Will book value increase after the sale on Dec 3, 2009?
I was looking at some calculations...additionally 300 employees being transferred to buyer..another 12 million in savings per year...$40k per employee time 300...would increase cash flow. D/E ratio goes down....P/B for Bofa is 1.6....
Do you think there is some room to grow share value here?
Out of Florida...just a few projects left in Las Vegas.
Unemployment in Neb is only 5 to 6% compared to other states!
Farming is solid.Ethonel on the way back as oil rises...
Steep yield curve helps banks.
Thoughts from the board...please be intelligent.
You are correct, ATSG is not a bank. But the principles remain the same. If your liquidity cannot meet your obligations you're going down. The only difference is the entity that shuts you down, the path to that shutdown is basically the same whether a bank, air transport, or a candy company.
Y4buymore is fear mongering basher who tries to plant false seeds of despair. He acts as a spoiled jeuvenile delinquent who just got caught with his hand in the cookie jar. Anyone with half a brain can see through that veil. At least Voodoo is pointing to what he believes are legitimate possible concerns. There is nothing wrong with that. It helps allow for a reasonable presentation of opinions and possibilities. Be glad we are only discussing a company stock here and not the reform of health care! :)
Hey, no one is right about everything, no one is perfect, I think Buffet proved that. I look at the technicals and make the best decision I can based on those. In this case it is next to impossible to make a clear cut prediction of the results of this asset sale. We all will have to wait to see what the balance sheet really looks like after the dust from this sale settles down.
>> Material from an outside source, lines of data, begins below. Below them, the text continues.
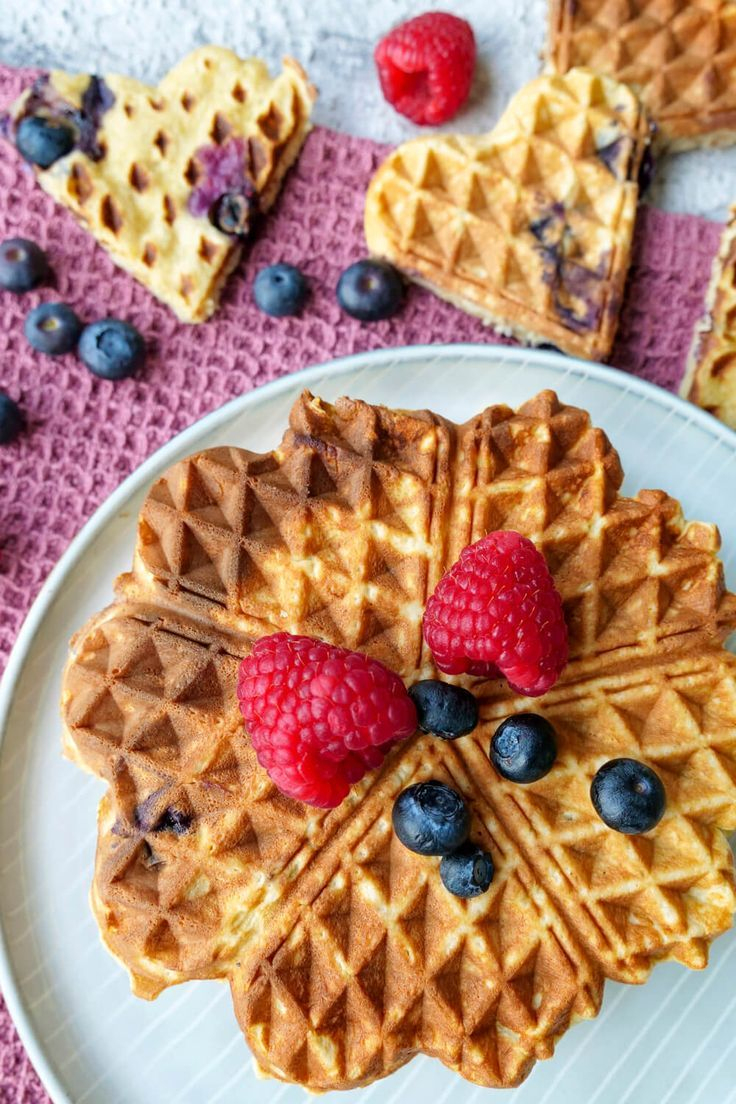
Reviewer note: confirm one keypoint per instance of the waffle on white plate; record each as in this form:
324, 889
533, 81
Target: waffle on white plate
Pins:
345, 954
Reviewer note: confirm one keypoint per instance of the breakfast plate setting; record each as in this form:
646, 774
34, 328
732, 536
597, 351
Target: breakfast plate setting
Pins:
369, 711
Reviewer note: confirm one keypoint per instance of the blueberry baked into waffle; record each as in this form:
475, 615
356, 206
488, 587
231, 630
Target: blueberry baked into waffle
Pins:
348, 952
529, 226
168, 179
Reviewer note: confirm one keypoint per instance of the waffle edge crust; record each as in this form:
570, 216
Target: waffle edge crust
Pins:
710, 379
529, 226
344, 953
131, 183
679, 56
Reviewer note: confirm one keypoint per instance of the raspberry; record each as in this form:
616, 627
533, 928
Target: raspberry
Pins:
497, 611
425, 66
320, 717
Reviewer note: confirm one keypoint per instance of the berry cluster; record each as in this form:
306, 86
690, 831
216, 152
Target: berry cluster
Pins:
109, 347
321, 717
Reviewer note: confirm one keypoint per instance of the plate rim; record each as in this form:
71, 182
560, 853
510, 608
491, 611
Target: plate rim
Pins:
162, 456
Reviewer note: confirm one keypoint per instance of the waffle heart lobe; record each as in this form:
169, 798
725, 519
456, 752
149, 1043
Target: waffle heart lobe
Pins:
344, 953
678, 56
151, 161
528, 226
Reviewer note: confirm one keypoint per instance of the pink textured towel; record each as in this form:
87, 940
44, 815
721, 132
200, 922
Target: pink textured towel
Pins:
86, 434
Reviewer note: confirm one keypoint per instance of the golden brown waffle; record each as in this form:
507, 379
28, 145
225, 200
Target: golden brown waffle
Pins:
529, 226
678, 55
344, 953
131, 182
711, 375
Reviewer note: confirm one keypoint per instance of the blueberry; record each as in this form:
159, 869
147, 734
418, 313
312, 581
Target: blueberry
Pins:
280, 290
42, 140
112, 348
174, 820
233, 213
52, 328
444, 710
430, 818
23, 265
628, 796
468, 871
11, 418
523, 747
370, 290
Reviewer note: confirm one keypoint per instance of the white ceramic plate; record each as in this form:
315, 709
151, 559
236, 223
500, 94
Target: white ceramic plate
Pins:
671, 1041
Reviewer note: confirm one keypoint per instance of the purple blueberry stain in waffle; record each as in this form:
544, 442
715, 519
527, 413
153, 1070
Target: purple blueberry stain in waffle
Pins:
616, 156
96, 101
223, 191
577, 292
174, 820
44, 101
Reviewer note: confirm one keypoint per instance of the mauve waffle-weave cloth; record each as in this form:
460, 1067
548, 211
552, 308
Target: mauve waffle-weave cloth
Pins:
85, 435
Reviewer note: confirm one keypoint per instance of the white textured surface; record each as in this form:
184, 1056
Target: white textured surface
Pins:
334, 40
671, 1041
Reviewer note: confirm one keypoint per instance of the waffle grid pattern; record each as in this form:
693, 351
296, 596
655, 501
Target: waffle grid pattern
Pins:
487, 986
136, 198
317, 224
711, 377
679, 56
529, 226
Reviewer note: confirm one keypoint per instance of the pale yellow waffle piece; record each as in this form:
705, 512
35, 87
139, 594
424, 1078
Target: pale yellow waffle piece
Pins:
135, 198
529, 226
678, 55
344, 953
711, 374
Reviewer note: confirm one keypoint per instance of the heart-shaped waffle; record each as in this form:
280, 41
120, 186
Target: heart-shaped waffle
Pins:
150, 165
529, 226
345, 954
678, 55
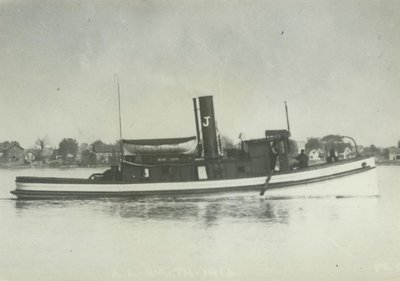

I own many stocks and mutuals. Let me give you just one example of the gyrations I have witnessed....ATSG. This company was labeled as a gonner, their asset losses were considered irreversable and their share price plummeted from around 3.50 a share to .12, yes...12 cents a share. People wrote the company off as history. I watched ATSG go through complete reorganization and bought 5 shares for a dollar several times over because I could see the cut in expenses and their sale of assets giving them the window they needed to survive. Now they are trading at 3.39 a share as of close on Friday (9-12). Yes, I have made an obscene amount of money on their turnaround and their future now looks much more stable. I use this example only to illustrate that companies that are left for dead can rise again IF they take the appropriate actions to 1) cut expenses, 2) sell assets to insure liquidity, and 3) return to a consolidated business model that allows stability.
That is exactly what we are seeing TONE doing at this juncture and that is why I believe you are seeing the market react to this asset sale through the recently rising share price.
You are not 'bugging' me voodoo and I honestly and sincerely wish you the best of luck in whatever endevour you follow in this squirrely market. As long as people don't spread flat out mistruths, I welcome any and all points of view.
I said it before; will say it again. This bank is underreserved. If reserves were adequate, they would not have had to do this deal. All of the loans being sold are performing. They are being sold at a 2% discount (do not know therefore, if they need to include 2% more in gross value to satisfy the conditions). This was not mentioned in the press release but in the sale agreement. So the 5% deposit premium might, in effect be less than 5%. I think there is a big provision bullet coming down the pike. Other banks in similar positions have been forced to reserve WELL in excess of Tone. If this is true, BV/share is not going up, it is going down. Please refute this thesis.
Yes, according to the 8K none of the loans being sold are to be in excess of 60 days past due, so I do agree that they would be currently performing loans.
On the other issue I suspect you read that here:
"(ii) the aggregate gross book value of the Loans, including (to the extent not reflected in such book value) all Loan Interest, minus an aggregate discount equal to 2.0% of the aggregate gross book value of the Loans (other than the GAP Loans), including (to the extent not reflected in such book value) all Loan Interest, and minus $1,750,000 (as a discount in respect of the GAP Loans)"
This is not as extensive if you read the part past the 2% where it says minus 1,750,000 .....
Also keep in mind that a majority of what they are selling is from the UNB aquisition done in August of 2004 at an estimated total cost of 97.3 million. Last year they took a 100% impaired goodwill writeoff of 42.1 million against that very aquisition.
Now their BV may indeed decline after this deal, it wouldn't surprise me at all. But your call of them being underreserved will become a moot point once the additional capital from this sale is received. It could likely be one of the reasons they felt this sale was necessary....to raise capital. Regardless, their BV after this deal is finished should be considerably higher than the current sp indicates.
Final thought..... why buy assets at the value they are being sold at (relatively high) if the institution you're buying from is headed for BK?? The cows are much cheaper bought at auction then from the farmer.
You say "All of the loans being sold are performing. They are being sold at a 2% discount (do not know therefore, if they need to include 2% more in gross value to satisfy the conditions). This was not mentioned in the press release but in the sale agreement. So the 5% deposit premium might, in effect be less than 5%."
My question is simple, where are these deal details mentioned or shown in any public info? I'd be happy to discuss ramifications if you could supply a link to this information.